New arrivals excite Rhodes
Steve Rhodes is hoping his two “hungry” new signings can help Worcestershire thrive in 2013.
Following relegation from Division One of the LV= County Championship last summer, director of cricket Rhodes moved to add pace bowler Graeme Cessford and Australian wicketkeeper Michael Johnson to the New Road ranks.
Cessford, 29, has been granted elite athlete status by the RAF, having impressed for Worcestershire’s second XI, while the 24-year-old Johnson will not be classed as an overseas player due to his British passport.
Rhodes is confident both players can make an impact, particularly as they each have a point to prove - for different reasons.
Discussing the capture of Cessford with ecb.co.uk, Rhodes said: “He’s an interesting signing because he’s come into the system a totally different way to the norm nowadays, which tends to be through your junior cricket and academy systems, or signing from another county.
“It’s a gamble, but only a little gamble. He’s on a one-year contract; he’s got a bit of time out from RAF duties and he’s got a lot to prove, but I know he wants it."
Cessford was brought to Worcestershire’s attention by a contact of assistant coach and academy director Damian D’Oliveira.
At 29, the seamer is a late entrant to the county scene, but Rhodes explained: “Whilst we don’t want to sign a load of old men, we’re always quite open to giving people opportunities if we can."
Assessing Cessford’s qualities, Rhodes added: “He’s quite raw because he hasn’t played the amount of cricket a lot of the guys would have played, (but) he has got pace; he’s probably quicker than anyone we have got on our staff.
“He’s still a little bit erratic but we hope to get that right and he’s worked very hard on his fitness this winter. He’s keen, enthusiastic; he wants it and we’ve just got to unleash him in the summer now and see how he goes. We’re pleased to have him.”
If a bedding-in period can perhaps be anticipated for Cessford, who has never previously played professional cricket, Rhodes believes Johnson can make an immediate impression.
Deemed surplus to requirements at Western Australia after making 10 first-class appearances between 2009 and 2011, Johnson will now challenge Ben Cox for the right to be Worcestershire’s number-one gloveman.
“Both him and Cessford have got a point to prove and I like hungry players because they tend to come up trumps,” said Rhodes.
“He’s served an apprenticeship with Western Australia and he had the news that nobody wants to hear, that they had decided to move on from him and play the other lad (Tom) Triffitt who they had brought over from Tasmania.
“That came as a massive jolt to somebody who had been in the system from a very early age and not many people get the opportunity to have a second chance; he’s got that with us. He’s got a British passport, which means he can play as a local, and we’re going to give him a go.
“How will he do? That ball is in Michael’s court. He’s experienced even though he’s only 24, through his work with WA but also through being very influential at Scarborough Cricket Club in Perth. He was involved in three championship-winning pennants there and batted high up the order at number four.
“He can bat and he can keep wicket.

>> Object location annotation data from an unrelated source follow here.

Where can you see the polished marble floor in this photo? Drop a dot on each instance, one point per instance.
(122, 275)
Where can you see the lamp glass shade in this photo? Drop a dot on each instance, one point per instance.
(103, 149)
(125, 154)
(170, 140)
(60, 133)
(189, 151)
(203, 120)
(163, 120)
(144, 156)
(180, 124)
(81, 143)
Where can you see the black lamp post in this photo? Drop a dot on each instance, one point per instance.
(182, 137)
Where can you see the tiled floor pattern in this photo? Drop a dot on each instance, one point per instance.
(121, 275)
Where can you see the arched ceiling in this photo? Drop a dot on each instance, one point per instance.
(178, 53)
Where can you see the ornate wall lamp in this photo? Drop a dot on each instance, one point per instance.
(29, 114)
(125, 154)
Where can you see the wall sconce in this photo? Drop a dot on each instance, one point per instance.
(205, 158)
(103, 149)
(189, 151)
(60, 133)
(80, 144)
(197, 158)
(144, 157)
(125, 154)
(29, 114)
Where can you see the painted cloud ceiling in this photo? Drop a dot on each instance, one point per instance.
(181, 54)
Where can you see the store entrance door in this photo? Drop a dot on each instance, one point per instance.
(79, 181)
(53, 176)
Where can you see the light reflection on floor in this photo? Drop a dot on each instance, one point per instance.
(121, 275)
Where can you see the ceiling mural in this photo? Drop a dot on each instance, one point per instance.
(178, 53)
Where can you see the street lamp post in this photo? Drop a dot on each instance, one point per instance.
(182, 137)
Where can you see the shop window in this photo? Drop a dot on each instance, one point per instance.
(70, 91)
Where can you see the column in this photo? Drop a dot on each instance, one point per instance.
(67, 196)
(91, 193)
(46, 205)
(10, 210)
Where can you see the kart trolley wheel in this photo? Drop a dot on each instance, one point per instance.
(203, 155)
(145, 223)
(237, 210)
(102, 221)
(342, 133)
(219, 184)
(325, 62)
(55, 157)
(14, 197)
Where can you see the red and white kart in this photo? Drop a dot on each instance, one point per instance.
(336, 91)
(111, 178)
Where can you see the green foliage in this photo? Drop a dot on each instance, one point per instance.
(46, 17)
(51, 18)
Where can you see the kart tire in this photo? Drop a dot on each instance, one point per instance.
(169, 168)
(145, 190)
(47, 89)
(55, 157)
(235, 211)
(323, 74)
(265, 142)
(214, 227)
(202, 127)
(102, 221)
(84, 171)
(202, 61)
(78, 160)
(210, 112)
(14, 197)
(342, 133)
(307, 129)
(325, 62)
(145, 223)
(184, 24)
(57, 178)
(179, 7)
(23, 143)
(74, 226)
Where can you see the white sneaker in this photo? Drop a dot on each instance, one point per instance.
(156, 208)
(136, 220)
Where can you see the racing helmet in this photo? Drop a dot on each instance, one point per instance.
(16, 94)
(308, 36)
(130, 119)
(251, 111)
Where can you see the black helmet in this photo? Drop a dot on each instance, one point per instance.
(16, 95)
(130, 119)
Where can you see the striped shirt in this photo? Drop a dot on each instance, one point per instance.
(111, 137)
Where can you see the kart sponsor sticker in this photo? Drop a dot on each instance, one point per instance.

He’s got good footwork and I think we’ll hopefully see a very good gloveman and somebody who can do the job of blending the batters with the all-rounders and tail.”
Johnson also comes highly recommended, with Kent high performance director Simon Willis among those to have sung his praises to Rhodes.
“What Simon said about him is that he felt he was ready,” Rhodes revealed. “I went out to Perth and liked what I saw. It confirmed the belief that Simon had in him.
“I met him two or three times when I was out there, had long chats over coffees and in many ways tested him. I was trying to work out how much he wanted it and in the end I was pleased to offer him a deal.
“I’m obviously enthusiastic when talking about Cessford and Johnson because we wouldn’t have signed them otherwise, but I think the important thing that they both realise is that it’s up to them. We’re giving them an opportunity to show what they can do and fingers crossed they’ll have long and bright successful careers.”